Drew. That’s her name. She’s gone haywire. I wanted a good personal maid for Mrs.

Randolph Playfair. I took the trouble to contact Drew to tell her I could fix her up. She told

me to jump in a cesspit. That’s a nice way to talk, isn’t it? She said she wasn’t ever going to

do any more work, and if one cesspit wouldn’t hold me anyone would dig me another if I told

them what it was for.” Mrs. Bendix brooded darkly at the insult. “At one time I thought she

was a good, smart girl. Just shows you can’t trust them further than you can throw them,

doesn’t it? It’s my bet she’s living on some man. She’s got a bungalow in Coral Gables, and

lives in style.”

“Where in Coral Gables?”

“On Mount Verde Avenue. You interested?”

“I might be. What happened to the rest of the staff?”

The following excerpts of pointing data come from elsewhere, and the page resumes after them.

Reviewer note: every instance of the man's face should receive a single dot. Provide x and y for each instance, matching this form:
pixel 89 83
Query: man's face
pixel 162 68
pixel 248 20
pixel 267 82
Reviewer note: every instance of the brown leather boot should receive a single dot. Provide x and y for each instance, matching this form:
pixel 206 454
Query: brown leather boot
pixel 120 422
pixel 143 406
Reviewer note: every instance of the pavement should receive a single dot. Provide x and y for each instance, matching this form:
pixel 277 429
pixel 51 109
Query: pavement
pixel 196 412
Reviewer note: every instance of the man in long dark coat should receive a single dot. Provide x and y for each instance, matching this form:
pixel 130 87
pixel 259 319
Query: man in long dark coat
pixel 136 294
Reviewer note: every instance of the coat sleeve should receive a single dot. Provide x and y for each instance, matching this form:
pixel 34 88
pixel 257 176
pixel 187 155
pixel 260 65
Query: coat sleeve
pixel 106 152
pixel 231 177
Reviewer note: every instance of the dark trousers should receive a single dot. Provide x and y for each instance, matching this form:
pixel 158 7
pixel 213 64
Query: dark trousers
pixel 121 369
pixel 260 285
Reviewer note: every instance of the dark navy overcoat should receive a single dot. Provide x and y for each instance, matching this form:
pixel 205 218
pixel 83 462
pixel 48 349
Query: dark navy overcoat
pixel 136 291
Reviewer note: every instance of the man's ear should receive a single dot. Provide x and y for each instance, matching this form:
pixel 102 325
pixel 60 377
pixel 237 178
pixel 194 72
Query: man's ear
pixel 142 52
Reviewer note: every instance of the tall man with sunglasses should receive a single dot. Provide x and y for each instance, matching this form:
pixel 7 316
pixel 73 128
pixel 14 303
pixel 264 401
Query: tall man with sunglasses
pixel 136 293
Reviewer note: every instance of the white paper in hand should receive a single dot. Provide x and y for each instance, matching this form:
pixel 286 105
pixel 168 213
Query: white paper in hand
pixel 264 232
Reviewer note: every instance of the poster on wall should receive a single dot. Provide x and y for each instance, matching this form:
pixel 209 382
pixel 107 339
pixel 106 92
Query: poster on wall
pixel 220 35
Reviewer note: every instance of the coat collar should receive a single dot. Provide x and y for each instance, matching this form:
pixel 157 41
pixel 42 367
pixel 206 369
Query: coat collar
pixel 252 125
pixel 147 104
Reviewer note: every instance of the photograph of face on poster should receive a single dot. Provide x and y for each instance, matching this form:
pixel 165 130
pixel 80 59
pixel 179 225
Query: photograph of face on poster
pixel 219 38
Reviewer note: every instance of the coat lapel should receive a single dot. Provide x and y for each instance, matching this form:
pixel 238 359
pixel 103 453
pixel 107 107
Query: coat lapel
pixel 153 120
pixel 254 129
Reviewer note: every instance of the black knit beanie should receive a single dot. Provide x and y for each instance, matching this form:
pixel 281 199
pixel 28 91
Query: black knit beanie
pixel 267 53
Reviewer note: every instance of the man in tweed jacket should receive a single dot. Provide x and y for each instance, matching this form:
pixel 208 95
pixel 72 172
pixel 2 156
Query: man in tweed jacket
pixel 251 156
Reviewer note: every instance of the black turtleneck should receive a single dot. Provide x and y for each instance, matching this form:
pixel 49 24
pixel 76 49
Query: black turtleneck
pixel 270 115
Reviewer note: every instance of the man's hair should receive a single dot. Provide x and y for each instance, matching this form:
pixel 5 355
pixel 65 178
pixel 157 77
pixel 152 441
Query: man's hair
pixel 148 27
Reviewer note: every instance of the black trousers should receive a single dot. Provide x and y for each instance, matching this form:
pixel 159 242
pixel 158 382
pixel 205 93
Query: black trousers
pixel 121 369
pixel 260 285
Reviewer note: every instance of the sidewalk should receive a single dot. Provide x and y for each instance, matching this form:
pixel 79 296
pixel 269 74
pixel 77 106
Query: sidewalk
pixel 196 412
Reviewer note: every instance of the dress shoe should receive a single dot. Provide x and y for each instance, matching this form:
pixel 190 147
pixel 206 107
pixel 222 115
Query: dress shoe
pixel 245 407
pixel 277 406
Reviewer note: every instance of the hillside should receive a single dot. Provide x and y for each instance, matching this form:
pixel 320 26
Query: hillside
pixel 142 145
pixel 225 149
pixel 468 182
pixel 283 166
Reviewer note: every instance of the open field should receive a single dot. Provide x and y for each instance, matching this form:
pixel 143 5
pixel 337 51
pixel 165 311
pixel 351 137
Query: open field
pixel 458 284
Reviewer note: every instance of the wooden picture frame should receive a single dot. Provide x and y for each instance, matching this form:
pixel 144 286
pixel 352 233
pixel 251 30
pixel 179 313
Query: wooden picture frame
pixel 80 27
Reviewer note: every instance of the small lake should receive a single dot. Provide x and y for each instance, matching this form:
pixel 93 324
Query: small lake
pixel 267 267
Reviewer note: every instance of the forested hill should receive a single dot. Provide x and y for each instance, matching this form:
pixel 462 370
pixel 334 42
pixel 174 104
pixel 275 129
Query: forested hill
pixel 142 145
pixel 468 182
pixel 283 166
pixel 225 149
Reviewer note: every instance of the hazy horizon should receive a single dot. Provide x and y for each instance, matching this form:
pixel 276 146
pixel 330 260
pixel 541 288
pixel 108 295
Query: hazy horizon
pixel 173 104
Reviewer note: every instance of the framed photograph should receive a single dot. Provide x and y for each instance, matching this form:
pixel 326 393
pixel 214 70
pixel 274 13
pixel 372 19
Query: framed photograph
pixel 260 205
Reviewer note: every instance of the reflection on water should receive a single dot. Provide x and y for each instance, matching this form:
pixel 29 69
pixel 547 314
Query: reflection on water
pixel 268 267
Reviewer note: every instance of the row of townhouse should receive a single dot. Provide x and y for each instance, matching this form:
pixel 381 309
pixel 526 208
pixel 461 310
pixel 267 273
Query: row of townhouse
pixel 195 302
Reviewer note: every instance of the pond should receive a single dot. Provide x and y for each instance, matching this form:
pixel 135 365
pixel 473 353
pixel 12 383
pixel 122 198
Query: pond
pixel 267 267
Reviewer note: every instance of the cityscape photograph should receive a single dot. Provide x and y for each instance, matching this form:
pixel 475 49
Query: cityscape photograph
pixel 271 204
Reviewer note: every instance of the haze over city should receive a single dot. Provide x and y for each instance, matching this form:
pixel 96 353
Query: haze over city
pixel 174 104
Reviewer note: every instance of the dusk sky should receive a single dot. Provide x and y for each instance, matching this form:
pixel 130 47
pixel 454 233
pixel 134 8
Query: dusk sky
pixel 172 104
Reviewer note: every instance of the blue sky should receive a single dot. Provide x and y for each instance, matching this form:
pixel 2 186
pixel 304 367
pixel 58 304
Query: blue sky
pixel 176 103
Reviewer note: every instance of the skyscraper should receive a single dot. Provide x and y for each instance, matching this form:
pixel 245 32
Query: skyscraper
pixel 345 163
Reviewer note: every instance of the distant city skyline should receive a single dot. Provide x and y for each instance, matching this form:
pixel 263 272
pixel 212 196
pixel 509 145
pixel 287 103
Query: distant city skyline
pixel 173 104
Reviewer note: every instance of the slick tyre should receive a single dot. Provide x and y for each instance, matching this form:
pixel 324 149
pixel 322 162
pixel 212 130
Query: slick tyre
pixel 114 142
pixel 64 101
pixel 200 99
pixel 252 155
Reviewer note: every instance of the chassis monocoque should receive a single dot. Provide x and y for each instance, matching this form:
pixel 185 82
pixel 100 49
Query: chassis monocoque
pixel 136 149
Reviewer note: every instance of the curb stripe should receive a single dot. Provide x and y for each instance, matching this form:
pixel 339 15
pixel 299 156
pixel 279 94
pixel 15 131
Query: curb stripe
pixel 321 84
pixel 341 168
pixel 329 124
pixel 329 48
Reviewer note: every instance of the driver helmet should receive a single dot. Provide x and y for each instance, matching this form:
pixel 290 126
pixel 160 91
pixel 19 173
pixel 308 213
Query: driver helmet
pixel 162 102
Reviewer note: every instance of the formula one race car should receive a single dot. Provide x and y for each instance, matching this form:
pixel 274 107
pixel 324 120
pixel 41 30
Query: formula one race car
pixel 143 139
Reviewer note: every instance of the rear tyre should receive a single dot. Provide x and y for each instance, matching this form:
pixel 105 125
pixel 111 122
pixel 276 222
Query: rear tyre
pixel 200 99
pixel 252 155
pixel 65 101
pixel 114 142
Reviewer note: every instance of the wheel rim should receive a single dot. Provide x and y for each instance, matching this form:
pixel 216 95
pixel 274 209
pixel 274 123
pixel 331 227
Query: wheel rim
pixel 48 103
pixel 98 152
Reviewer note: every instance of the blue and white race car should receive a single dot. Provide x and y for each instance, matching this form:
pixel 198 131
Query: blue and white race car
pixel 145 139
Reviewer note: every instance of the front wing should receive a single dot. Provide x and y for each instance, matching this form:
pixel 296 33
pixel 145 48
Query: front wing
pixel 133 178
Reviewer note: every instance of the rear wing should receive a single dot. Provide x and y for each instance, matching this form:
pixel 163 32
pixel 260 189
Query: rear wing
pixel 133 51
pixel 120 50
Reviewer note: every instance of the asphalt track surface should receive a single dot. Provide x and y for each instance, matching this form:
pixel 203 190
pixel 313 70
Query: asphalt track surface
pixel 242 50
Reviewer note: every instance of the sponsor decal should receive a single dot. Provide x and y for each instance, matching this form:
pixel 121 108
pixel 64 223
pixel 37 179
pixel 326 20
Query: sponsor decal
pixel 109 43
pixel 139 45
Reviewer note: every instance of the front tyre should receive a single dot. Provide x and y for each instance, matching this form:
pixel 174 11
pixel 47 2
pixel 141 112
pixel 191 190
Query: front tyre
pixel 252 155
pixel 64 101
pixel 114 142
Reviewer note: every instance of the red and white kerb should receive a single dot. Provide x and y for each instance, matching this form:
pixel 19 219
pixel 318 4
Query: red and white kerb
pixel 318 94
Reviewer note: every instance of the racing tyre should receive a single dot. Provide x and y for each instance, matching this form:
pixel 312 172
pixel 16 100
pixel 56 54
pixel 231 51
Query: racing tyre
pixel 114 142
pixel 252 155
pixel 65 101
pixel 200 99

“I fixed them all up. I can give you addresses if you want them.”

I finished my drink.

“I may want them. I’ll let you know. How soon after Janet’s death did this Drew girl get the

sack?”

“The next day. All the staff went before the funeral.”

I eat a coffee bean.

“Any reason given?”

“Maureen Crosby went away for a couple of months. The house was shut up.”

“Not usual to sack all the staff when you go away for a couple of months, is it?”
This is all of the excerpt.